Am. J. Respir. Crit. Care Med., Vol 154, No. 2, 08 1996, 491-496.
Unilateral pulmonary artery thrombotic occlusion: is distal arteriopathy a consequence?
AM Hirsch, KM Moser, WR Auger, RN Channick and PF Fedullo
Department of Medicine, University of California, San Diego, USA.
The characteristics and postoperative outcomes of a unique group of eleven
patients with total unilateral pulmonary artery (PA) thromboembolic
occlusion were compared with those of some 400 patients who underwent
bilateral thromboendarterectomies during the same time period. Preoperative
historical, physical, and laboratory features and postoperative outcomes of
these two groups were analyzed. The unilateral group had no distinct
historical features. However, they were younger (32 +/- 10 yr) than the
bilateral group (51 +/- 15 yr), dominantly female (10 of 11) versus a male
predominance (62%) in the bilateral group; had significantly lower
preoperative PA mean pressures (30 +/- 12 versus 46 +/- 12 mm Hg) and
calculated pulmonary vascular resistance (360 +/- 293 versus 901 +/- 467
dynes/s/cm-5); and small lung by chest radiograph was common (8 of 11).
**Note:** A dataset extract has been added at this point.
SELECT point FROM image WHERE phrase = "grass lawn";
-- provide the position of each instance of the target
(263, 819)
Postoperatively, four unilateral patients developed unilateral rethrombosis
(two immediate; two late, at several years postsurgery); this occurred in
only one bilateral patient. Furthermore, of six patients with unilateral
occlusion present more than 1 yr, reperfusion was poor in four despite an
adequate thromboendarterectomy in all. Postoperative pulmonary angiograms
in two of these disclosed apparent atrophy of central and distal pulmonary
arteries. Prior animal investigation models indicate that unilateral PA
occlusion is followed by development of a postobstructive arteriopathy in
the resistance arteries of the occluded lung. The unusual outcomes in these
11 patients suggest that they may develop a similar arteriopathy which
requires special management considerations at surgery and postoperatively.